This commit is contained in:
nusquama
2025-11-12 19:30:13 +01:00
parent 6d28e12260
commit f36f4af636
@@ -0,0 +1,278 @@
Convert PDF to HTML using PDF.co and Google Drive
https://n8nworkflows.xyz/workflows/convert-pdf-to-html-using-pdf-co-and-google-drive-3275
# Convert PDF to HTML using PDF.co and Google Drive
### 1. Workflow Overview
This workflow automates the conversion of newly uploaded PDF files in a specified Google Drive folder into HTML format using the PDF.co API. Upon detecting a new PDF file, it validates the file type, sends the PDF to PDF.co for conversion, processes the API response into a binary HTML file, and uploads the resulting HTML back to Google Drive. This automation eliminates manual intervention in document conversion, streamlining workflows for web publishing, archiving, or further processing.
**Logical Blocks:**
- **1.1 Input Reception:** Detect new PDF files in a specific Google Drive folder.

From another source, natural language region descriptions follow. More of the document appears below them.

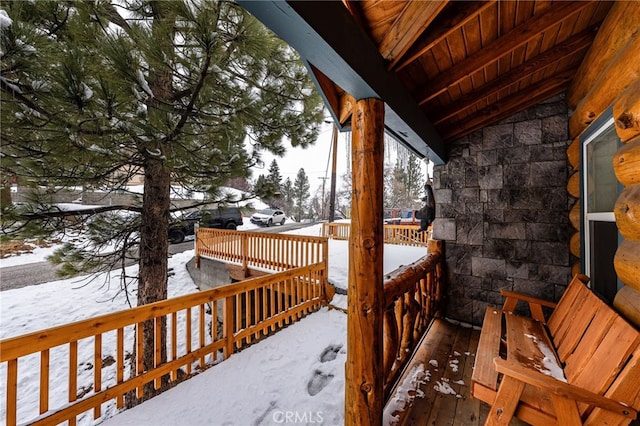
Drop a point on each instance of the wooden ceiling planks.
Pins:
(469, 63)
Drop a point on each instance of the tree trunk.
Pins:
(152, 276)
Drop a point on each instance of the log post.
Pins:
(364, 387)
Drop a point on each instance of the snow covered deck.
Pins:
(436, 385)
(298, 374)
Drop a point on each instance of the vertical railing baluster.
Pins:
(120, 364)
(188, 338)
(139, 356)
(44, 381)
(227, 324)
(202, 334)
(97, 371)
(73, 376)
(12, 392)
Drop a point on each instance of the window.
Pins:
(599, 194)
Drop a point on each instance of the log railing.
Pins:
(413, 296)
(102, 356)
(272, 252)
(407, 235)
(336, 231)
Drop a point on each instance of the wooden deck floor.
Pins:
(447, 355)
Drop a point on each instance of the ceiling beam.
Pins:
(454, 17)
(326, 35)
(355, 10)
(328, 90)
(567, 48)
(510, 105)
(412, 21)
(500, 47)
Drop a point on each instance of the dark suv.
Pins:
(227, 218)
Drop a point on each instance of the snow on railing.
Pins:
(407, 235)
(201, 330)
(413, 296)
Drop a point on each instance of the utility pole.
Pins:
(334, 160)
(324, 179)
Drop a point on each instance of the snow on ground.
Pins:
(295, 376)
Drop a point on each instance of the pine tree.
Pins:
(274, 182)
(414, 181)
(94, 93)
(287, 196)
(301, 194)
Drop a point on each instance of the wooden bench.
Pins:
(581, 366)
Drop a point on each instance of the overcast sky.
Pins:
(316, 160)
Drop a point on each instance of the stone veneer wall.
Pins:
(502, 209)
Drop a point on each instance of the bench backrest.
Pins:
(599, 349)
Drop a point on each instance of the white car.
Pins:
(268, 217)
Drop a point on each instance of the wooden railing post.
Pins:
(245, 254)
(228, 325)
(364, 387)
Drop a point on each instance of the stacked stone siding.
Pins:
(502, 208)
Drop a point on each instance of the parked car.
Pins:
(402, 217)
(227, 218)
(268, 217)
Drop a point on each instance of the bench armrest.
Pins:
(535, 304)
(562, 389)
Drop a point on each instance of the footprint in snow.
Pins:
(330, 353)
(318, 382)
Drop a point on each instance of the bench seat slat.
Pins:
(565, 307)
(484, 372)
(590, 339)
(610, 356)
(585, 367)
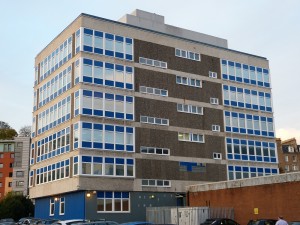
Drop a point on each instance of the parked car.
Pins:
(47, 221)
(7, 221)
(294, 223)
(98, 222)
(262, 222)
(68, 222)
(137, 223)
(220, 221)
(27, 220)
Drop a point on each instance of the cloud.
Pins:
(287, 133)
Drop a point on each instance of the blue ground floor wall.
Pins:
(80, 205)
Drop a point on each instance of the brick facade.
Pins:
(271, 200)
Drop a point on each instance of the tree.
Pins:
(16, 206)
(25, 131)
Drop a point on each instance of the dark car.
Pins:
(137, 223)
(294, 223)
(262, 222)
(46, 221)
(220, 221)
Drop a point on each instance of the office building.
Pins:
(128, 113)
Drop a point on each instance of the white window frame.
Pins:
(215, 128)
(214, 101)
(60, 205)
(52, 203)
(213, 75)
(217, 155)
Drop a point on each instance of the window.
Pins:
(213, 74)
(154, 120)
(113, 202)
(52, 207)
(286, 158)
(187, 54)
(188, 81)
(152, 62)
(214, 101)
(217, 155)
(154, 150)
(153, 91)
(190, 109)
(156, 183)
(62, 206)
(295, 168)
(20, 183)
(286, 168)
(216, 128)
(191, 137)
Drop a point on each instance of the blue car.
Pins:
(137, 223)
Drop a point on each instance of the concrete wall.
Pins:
(272, 196)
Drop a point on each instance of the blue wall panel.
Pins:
(74, 207)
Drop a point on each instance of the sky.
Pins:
(268, 28)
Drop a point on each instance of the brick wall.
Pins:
(270, 199)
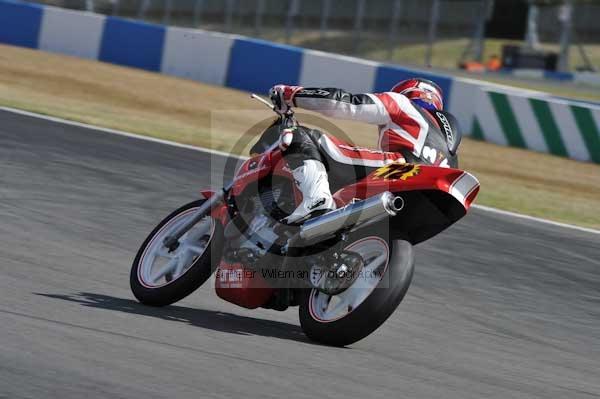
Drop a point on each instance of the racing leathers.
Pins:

- **1.2 File Validation:** Confirm that the detected file is a PDF.
- **1.3 PDF to HTML Conversion:** Send the PDF to PDF.co API and receive HTML output.
- **1.4 Response Processing:** Convert the API response into a binary file suitable for upload.
- **1.5 Output Storage:** Upload the converted HTML file back to Google Drive.
---
### 2. Block-by-Block Analysis
#### 1.1 Input Reception
- **Overview:**
This block monitors a designated Google Drive folder and triggers the workflow whenever a new file is created.
- **Nodes Involved:**
- Google Drive Trigger
- **Node Details:**
- **Google Drive Trigger**
- **Type:** Trigger node for Google Drive events
- **Configuration:**
- Event: `fileCreated` (trigger on new files)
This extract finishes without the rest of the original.